A movie about The Velvet Underground has been released
Director Todd Haynes has made a film about the legendary band The Velvet Underground.
While following the documentary truth, the film also conveys a touch of the magic and radicalism of The Velvet Underground
“The Velvet Underground” is the first documentary by the renowned Todd Haynes (“Far From Heaven,” “Carol,” “Dark Waters”), but is seen as a continuation of the quest begun in his two feature films about musicians, “The Velvet Goldmine” (1998) and “I’m Not There” (2007). “Velvet Goldmine” was about the glam-rock era, with only strokes of David Bowie and Iggy Pop in the central characters. “I’m Not There” was technically a biopic of Bob Dylan, but the latter was played by six actors, including Cate Blanchett and a young dark-skinned Marcus Carl Franklin, and instead of a solid plot there were six stories, both real and taken from songs. “I’m Not There” is remembered as an example of a “good biopic” every time something needs to be contrasted with “Doors” or “Bohemian Rhapsody.” A true biopic is impossible, but stories about artists of the past must be told, or they will be forgotten (and back catalogs will stop selling).

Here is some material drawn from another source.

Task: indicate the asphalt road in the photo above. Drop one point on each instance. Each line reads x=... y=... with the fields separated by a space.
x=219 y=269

In the new film The Velvet Underground, Todd Haynes is very careful to follow the historical truth, telling the story of the two founding members of The Velvet Underground, Lou Reed and John Cale.
The first was a staunch rock ‘n’ roller who, as a young man, was forced by his parents to undergo electroshock therapy to rid him of his bisexual tendencies. Before he became one of rock’s biggest innovators, he still managed to sing in the sweet doo-wop band The Jades and work on songs for the pop label Pickwick Records. In other words, before collapsing into the abyss of Andy Warhol’s Factory experiments, Lou Reed mastered the basics of the pop craft and understood what the public loves and what you need to build off of when making new music.
Welsh violist John Cale, by contrast, was an absolute elitist. Having gained an understanding of classical music at the University of London and of contemporary music at La Monte Young’s Dream Syndicate, he regarded music-making exclusively as high art. He might have been interested in the Chinese idea of “music that has sounded for centuries” or in some performance with an axe smashing a piano, but not in frivolous rock ‘n’ roll.
Andy Warhol was not only the producer of the new band, he was actually the first to realize that the packaging in pop music meant as much as the songs themselves.
Hence the endless photo sessions at the Factory, hence the legendary banana on the cover of The Velvet Underground’s debut album, hence even the invitation of the German actress Christa Peffgen, who had become famous for her appearance in Federico Fellini’s Sweet Life and sang on stage under the pseudonym Niko. Warhol was fascinated by her and understood that such a “white iceberg” would look great on stage against the backdrop of black-skinned rockers. But Nico herself felt she was underappreciated as a singer, and this is one of the conflicting points in the band’s history.
Todd Haynes recounts well-known events using a poly-screen that primarily evokes the 1970 film Woodstock. For example, in one part of the screen, shots of the New York streets of the 1960s are running, while from the other, one of the band’s musicians looks at the viewer, almost unblinking. These Warhol video portraits are looped by Todd Haynes in “giffy” mode, and the very nervous rhythm of what’s happening on the screen makes a special connection to the songs of The Velvet Underground. The band’s classic compositions are often built on repetitive elements and a monotonous rhythm, creating a hypnotic sense of stupor and danger.
When the narrative focuses on the hero in one part of the screen or on another “factory” heppening, the character of the next chapter already appears in the other.
Such a presentation is not always comfortable for the viewer, but the metaphor is transparent: Nico, The Velvet Underground and Andy Warhol were able to see signs of the future in the present. It’s not for nothing that they’ve been called the harbingers of punk rock, the progenitors of drone and the forerunners of noise.
The most valuable thing in the film is the testimonies of the participants of the events. Many of the interviews are from the archives, but living ex-participants of The Velvet Underground John Cale and Maureen Tucker were interviewed especially for the film. Also in the frame is a huge number of their associates, including the still-living La Monte Young and the charming, despite their age, Mary Ravens. Long-gone storytellers interrupt the living, and this conversational polyphony rhymes with the noise of the New York streets.
Todd Haynes simultaneously narrates the birth of a new musical language and himself searches for a new language for documentaries and for stories about celebrities.